Il y a presque deux ans, en octobre 2023, Sean Hiller franchissait une étape décisive : il entrait dans l’Église catholique. Comme saint Augustin en son temps, il a connu un long cheminement intérieur avant d’embrasser la foi véritable. Dans son témoignage, il souligne qu’il existait de nombreuses raisons, mais trois sont restées centrales et déterminantes dans sa conversion.
La confession : répondre à l’appel de l’Écriture
Ancien protestant, Sean Hiller s’est vite trouvé confronté à une difficulté : où et comment confesser ses péchés ? Les Églises qu’il fréquentait proposaient des groupes de partage ou des études bibliques, mais aucun lieu où obéir pleinement au commandement de Jacques 5,16 : « Confessez vos péchés les uns aux autres et priez les uns pour les autres, afin que vous soyez guéris ».
Dans l’Église catholique, il a découvert le sacrement de réconciliation, fidèle aux paroles du Christ qui a confié aux apôtres le pouvoir de remettre ou de retenir les péchés (Jean 20,22-23). La confession lui est alors apparue non seulement comme un acte biblique, mais aussi comme une démarche logique : prendre au sérieux ses fautes, les nommer et s’en détacher pour avancer dans la sanctification.
L’autorité de l’Église : un fondement voulu par le Christ
Le deuxième point déterminant fut l’autorité. Dans le monde protestant, Sean voyait les divisions se multiplier : un pasteur partant fondait aussitôt une nouvelle communauté, chaque groupe revendiquant sa propre interprétation de la vérité. Or, cette fragmentation ne pouvait correspondre au dessein de Dieu.
Il s’est alors penché sur les paroles de Jésus en Matthieu 16,18-19 : « Tu es Pierre, et sur cette pierre je bâtirai mon Église […] Je te donnerai les clefs du Royaume des cieux.

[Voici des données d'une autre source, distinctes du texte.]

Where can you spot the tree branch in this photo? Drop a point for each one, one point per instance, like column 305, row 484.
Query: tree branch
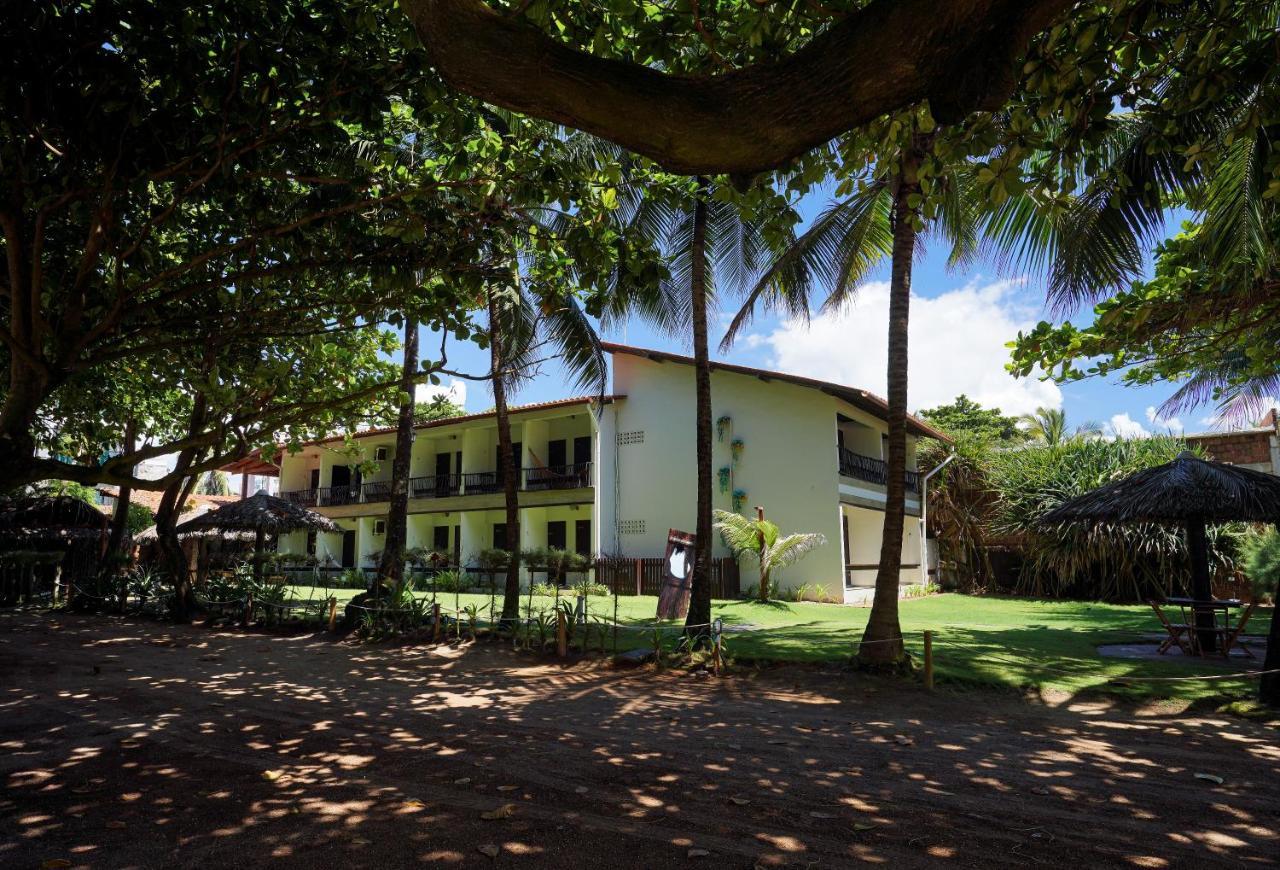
column 959, row 54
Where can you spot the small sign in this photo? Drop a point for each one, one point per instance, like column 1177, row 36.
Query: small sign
column 677, row 576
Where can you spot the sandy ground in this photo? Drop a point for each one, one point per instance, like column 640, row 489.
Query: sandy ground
column 133, row 743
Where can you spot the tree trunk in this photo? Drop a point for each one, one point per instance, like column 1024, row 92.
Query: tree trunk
column 882, row 641
column 120, row 516
column 173, row 559
column 700, row 582
column 506, row 466
column 1269, row 687
column 397, row 516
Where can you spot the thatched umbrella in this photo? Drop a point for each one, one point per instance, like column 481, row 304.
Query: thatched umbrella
column 1189, row 491
column 260, row 514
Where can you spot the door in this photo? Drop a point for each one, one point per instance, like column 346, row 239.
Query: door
column 339, row 485
column 348, row 549
column 583, row 459
column 443, row 481
column 556, row 531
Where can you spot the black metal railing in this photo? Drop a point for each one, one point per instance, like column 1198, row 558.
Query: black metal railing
column 304, row 498
column 328, row 497
column 873, row 471
column 376, row 490
column 552, row 477
column 435, row 486
column 478, row 482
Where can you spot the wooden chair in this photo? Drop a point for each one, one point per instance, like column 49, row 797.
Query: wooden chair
column 1179, row 632
column 1229, row 636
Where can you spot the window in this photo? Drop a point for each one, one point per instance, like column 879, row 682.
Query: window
column 556, row 535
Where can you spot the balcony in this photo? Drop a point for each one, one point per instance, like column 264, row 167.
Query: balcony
column 553, row 477
column 873, row 471
column 438, row 486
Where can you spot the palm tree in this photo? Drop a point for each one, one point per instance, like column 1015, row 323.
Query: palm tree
column 711, row 246
column 763, row 539
column 844, row 243
column 524, row 317
column 1048, row 426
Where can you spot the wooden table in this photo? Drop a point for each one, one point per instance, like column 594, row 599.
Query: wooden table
column 1205, row 616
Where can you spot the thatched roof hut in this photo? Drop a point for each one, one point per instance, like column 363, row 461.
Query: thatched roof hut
column 49, row 516
column 263, row 514
column 1188, row 489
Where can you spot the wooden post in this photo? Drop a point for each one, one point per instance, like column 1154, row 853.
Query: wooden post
column 928, row 660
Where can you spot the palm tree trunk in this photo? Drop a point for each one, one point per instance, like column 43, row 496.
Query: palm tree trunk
column 506, row 467
column 882, row 641
column 392, row 566
column 700, row 585
column 1269, row 686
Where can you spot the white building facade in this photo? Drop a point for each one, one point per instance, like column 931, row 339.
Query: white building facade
column 611, row 475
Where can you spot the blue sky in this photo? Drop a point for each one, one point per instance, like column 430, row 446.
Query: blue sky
column 960, row 321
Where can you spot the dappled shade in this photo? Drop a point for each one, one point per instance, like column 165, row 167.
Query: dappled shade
column 264, row 513
column 1185, row 489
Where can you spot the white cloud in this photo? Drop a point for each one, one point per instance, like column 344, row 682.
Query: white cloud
column 455, row 389
column 956, row 346
column 1121, row 425
column 1173, row 425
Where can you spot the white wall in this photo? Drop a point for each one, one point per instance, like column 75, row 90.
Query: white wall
column 787, row 465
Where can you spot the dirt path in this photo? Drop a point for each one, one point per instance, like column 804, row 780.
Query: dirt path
column 132, row 743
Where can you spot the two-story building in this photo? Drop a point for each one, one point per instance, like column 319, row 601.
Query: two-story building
column 611, row 475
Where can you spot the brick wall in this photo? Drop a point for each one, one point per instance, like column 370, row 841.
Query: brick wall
column 1240, row 448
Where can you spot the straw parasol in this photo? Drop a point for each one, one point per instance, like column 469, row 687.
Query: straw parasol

Tout ce que tu lieras sur la terre sera lié dans les cieux ». Lien direct avec Isaïe 22, ce passage montre que le Christ a établi une véritable structure hiérarchique dans son Église, en confiant à Pierre et à ses successeurs la charge de paître son troupeau.
Cette autorité, loin d’être une invention humaine, découle directement du mandat du Seigneur. Reconnaître le Pape et les évêques en communion avec lui, c’est donc reconnaître l’ordre voulu par le Christ lui-même.
La présence réelle dans l’Eucharistie : la vérité ultime
Enfin, la raison première et décisive de sa conversion fut la découverte de l’Eucharistie. Là où il ne voyait autrefois qu’un simple symbole, du pain et du vin représentant le souvenir du Christ, il a fini par reconnaître, à la lumière de Jean 6, que Jésus parlait d’un don bien plus grand :
« Ma chair est vraiment une nourriture et mon sang est vraiment un breuvage » (Jean 6,55).
Face à cette vérité répétée dans les Évangiles lors de l’institution de la Cène, il n’était plus possible de réduire le mystère à une simple commémoration. L’enseignement constant de l’Église, confirmé par les Pères apostoliques comme saint Ignace d’Antioche et saint Justin Martyr, a achevé de le convaincre : dans l’hostie consacrée, nous recevons vraiment le Corps, le Sang, l’Âme et la Divinité de Notre-Seigneur Jésus-Christ.
De la confession à l’autorité de l’Église, en passant par la grandeur du mystère eucharistique, Sean Hiller a compris que Dieu n’est pas indifférent à la manière dont nous le servons. Le Seigneur veut l’unité de ses enfants, une Église unique guidée par ses apôtres et leurs successeurs, et il nous a laissé dans l’Eucharistie le plus grand trésor : sa présence réelle.
Comme tant de convertis avant lui, il a fini par dire avec saint Pierre : « Seigneur, à qui irions-nous ? Tu as les paroles de la vie éternelle » (Jean 6,68).